The main reason is for specification: data.bitvec
defines operations using circuits, while we prefer the definitions to match those in the SMT-LIB standard:
http://smtlib.cs.uiowa.edu/theories-FixedSizeBitVectors.shtml
For example, add
in data.bitvec
is defined as an adder:
https://github.com/leanprover-community/lean/blob/master/library/data/bitvec.lean#L90
The SMT-LIB defines it as: [[(bvadd s t)]] := nat2bv[m](bv2nat([[s]]) + bv2nat([[t]]))
https://github.com/uw-unsat/serval-bpf/blob/master/lean/src/bv/basic.lean#L164
For proof, the current implementation represents a bitvector as fin n → bool
, which makes induction a bit simpler than using data.bitvec
, but not fundamentally different (e.g., we prove ring for bitvector neg, add, mul for both representations). For example, data.bitvec
stores the most significant bit at position 0 (rather than the least significant bit), and some proofs need to append a bit to the end of a vector for induction. Maybe reverse induction could simplify it.
Mario Carneiro (Aug 17 2020 at 04:03):
I have an implementation of bitvectors as well, which I needed for a project. I took the definition to be vector bool n
, but with the bits in the opposite order from data.bitvec
, and with operations defined via nat like you indicated
Xi Wang (Aug 17 2020 at 04:08):
Nice! We did exactly that in one version first (vector bool with the opposite order, defined over nat).

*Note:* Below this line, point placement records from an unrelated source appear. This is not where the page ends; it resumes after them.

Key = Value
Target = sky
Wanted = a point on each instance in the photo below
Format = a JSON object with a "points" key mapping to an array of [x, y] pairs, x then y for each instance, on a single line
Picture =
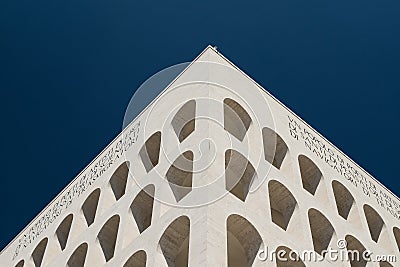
{"points": [[69, 68]]}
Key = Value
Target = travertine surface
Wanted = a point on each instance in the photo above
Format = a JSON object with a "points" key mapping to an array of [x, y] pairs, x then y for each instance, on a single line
{"points": [[212, 171]]}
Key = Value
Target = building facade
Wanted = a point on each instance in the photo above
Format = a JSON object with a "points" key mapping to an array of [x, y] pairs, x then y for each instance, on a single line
{"points": [[215, 172]]}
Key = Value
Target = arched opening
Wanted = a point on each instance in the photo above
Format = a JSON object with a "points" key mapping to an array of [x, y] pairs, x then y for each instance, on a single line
{"points": [[184, 120], [310, 174], [38, 252], [137, 260], [108, 237], [243, 241], [321, 230], [375, 222], [275, 148], [78, 257], [355, 252], [345, 203], [174, 242], [239, 174], [396, 233], [236, 119], [20, 263], [179, 175], [282, 204], [150, 151], [344, 199], [142, 207], [63, 230], [118, 180], [89, 207], [285, 257]]}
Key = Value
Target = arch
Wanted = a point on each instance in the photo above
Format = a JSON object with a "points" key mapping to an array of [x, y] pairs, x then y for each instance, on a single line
{"points": [[322, 230], [179, 175], [142, 207], [184, 120], [287, 258], [63, 230], [89, 207], [243, 241], [310, 174], [174, 242], [150, 151], [355, 251], [20, 263], [38, 252], [275, 149], [236, 119], [375, 222], [78, 257], [344, 199], [239, 174], [282, 204], [108, 237], [138, 259], [396, 233], [118, 180]]}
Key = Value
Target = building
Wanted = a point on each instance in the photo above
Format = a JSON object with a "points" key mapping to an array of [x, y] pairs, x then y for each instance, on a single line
{"points": [[215, 172]]}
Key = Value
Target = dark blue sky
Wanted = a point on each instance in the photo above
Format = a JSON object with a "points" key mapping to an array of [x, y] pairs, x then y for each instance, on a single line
{"points": [[69, 68]]}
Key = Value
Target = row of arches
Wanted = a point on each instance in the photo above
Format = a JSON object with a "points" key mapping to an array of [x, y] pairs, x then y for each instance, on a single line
{"points": [[141, 210]]}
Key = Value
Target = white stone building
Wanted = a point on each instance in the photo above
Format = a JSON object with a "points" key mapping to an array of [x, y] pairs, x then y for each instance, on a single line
{"points": [[214, 172]]}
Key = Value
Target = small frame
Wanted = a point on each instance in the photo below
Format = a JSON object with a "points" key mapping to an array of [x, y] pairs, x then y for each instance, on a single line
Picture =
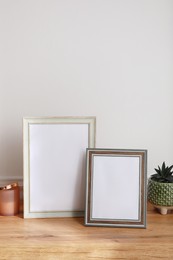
{"points": [[54, 165], [116, 188]]}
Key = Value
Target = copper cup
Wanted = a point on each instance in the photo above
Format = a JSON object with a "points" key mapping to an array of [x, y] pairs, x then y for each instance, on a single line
{"points": [[9, 201]]}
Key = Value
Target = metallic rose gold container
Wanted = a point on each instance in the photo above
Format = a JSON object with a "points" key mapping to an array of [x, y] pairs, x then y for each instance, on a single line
{"points": [[9, 201]]}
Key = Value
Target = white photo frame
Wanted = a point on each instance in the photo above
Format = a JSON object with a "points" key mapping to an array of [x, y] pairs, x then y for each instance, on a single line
{"points": [[54, 165], [116, 188]]}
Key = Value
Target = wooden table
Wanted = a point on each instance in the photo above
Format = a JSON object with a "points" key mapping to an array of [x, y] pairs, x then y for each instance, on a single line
{"points": [[68, 238]]}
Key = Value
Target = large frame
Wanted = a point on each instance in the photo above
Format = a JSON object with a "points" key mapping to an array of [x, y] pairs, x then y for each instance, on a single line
{"points": [[54, 165], [116, 188]]}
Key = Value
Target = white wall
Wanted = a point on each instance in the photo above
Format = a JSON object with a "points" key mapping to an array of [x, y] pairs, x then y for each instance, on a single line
{"points": [[109, 58]]}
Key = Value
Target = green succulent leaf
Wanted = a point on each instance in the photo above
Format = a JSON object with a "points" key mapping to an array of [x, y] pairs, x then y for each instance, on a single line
{"points": [[163, 174]]}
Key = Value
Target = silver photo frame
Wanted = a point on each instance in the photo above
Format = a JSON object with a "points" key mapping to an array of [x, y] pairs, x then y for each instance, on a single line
{"points": [[116, 188], [54, 151]]}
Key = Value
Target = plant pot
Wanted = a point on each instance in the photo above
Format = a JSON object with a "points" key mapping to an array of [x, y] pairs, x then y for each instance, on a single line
{"points": [[9, 201], [160, 195]]}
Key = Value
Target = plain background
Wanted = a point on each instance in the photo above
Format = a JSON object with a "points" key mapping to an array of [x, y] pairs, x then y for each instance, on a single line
{"points": [[112, 59]]}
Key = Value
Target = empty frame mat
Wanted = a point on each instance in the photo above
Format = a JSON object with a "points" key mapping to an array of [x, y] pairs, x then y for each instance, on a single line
{"points": [[116, 188], [54, 165]]}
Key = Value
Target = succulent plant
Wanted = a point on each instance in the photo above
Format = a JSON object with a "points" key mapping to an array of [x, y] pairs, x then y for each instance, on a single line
{"points": [[164, 174]]}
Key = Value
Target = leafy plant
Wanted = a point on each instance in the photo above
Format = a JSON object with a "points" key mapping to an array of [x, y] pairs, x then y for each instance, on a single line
{"points": [[164, 174]]}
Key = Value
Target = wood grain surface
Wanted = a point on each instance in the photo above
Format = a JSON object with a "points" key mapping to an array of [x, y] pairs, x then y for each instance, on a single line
{"points": [[68, 238]]}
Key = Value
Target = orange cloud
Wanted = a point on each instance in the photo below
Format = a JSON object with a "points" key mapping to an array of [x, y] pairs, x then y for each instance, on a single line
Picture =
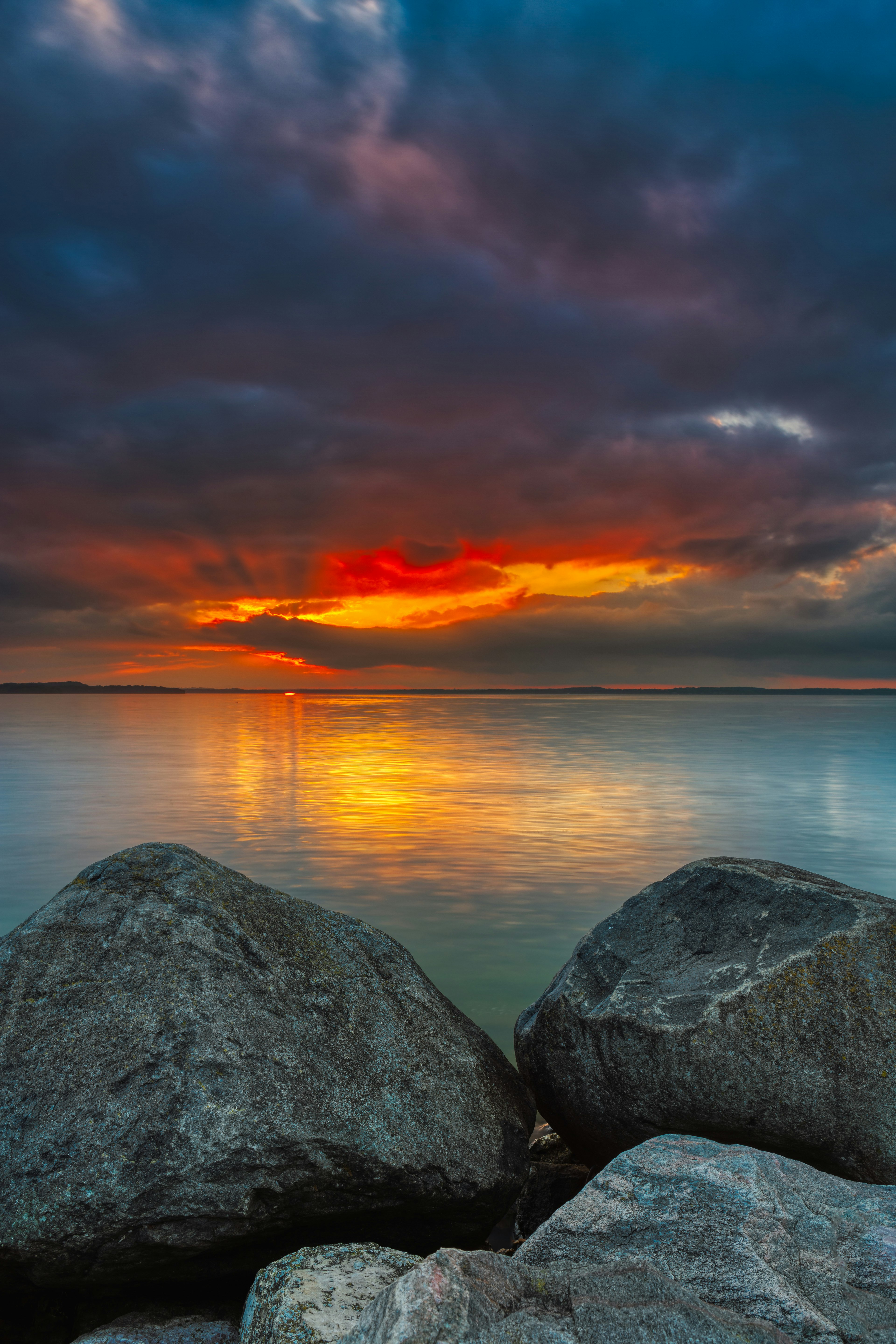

To further simplify induction (esp. to do induction over both n and the list of bits at the same time), we tweaked that into this inductive type (similar to vector in Coq):
https://github.com/uw-unsat/serval-bpf/blob/master/lean/attic/bitvec-ind/bv/basic.lean#L32
Mario Carneiro (Aug 17 2020 at 04:09):
https://github.com/digama0/mm0/blob/master/mm0-lean/x86/bits.lean
Mario Carneiro (Aug 17 2020 at 04:10):
lemmas in https://github.com/digama0/mm0/blob/master/mm0-lean/x86/lemmas.lean
Mario Carneiro (Aug 17 2020 at 04:14):
I think you can do better if you avoid doing induction at all, and instead use zmod
to get all the properties. The dependent type approach means that you have to do induction for everything
Mario Carneiro (Aug 17 2020 at 04:16):
But I think this indicates that it is worthwhile to get a bitvector library into mathlib, and data.bitvec
is not an appropriate basis
Xi Wang (Aug 17 2020 at 04:16):
One thing we are still not sure is whether to use nat
or num
for the underlying representation.
For example, if we use num
for definitions:
def add (v₁ v₂ : bv n) : bv n :=
bv.of_num n (v₁.to_num + v₂.to_num)
Then we could do computational proofs:
example : (0x1234 : bv 16) * (0x5678 : bv 16) = (0x60 : bv 16) := rfl
Using nat
feels simpler for definitions, but computational proofs using rfl
/dec_trivial
won't work anymore. Ideally one could extend norm_num
to support it I guess? I vaguely remember someone was asking about zmod a while back.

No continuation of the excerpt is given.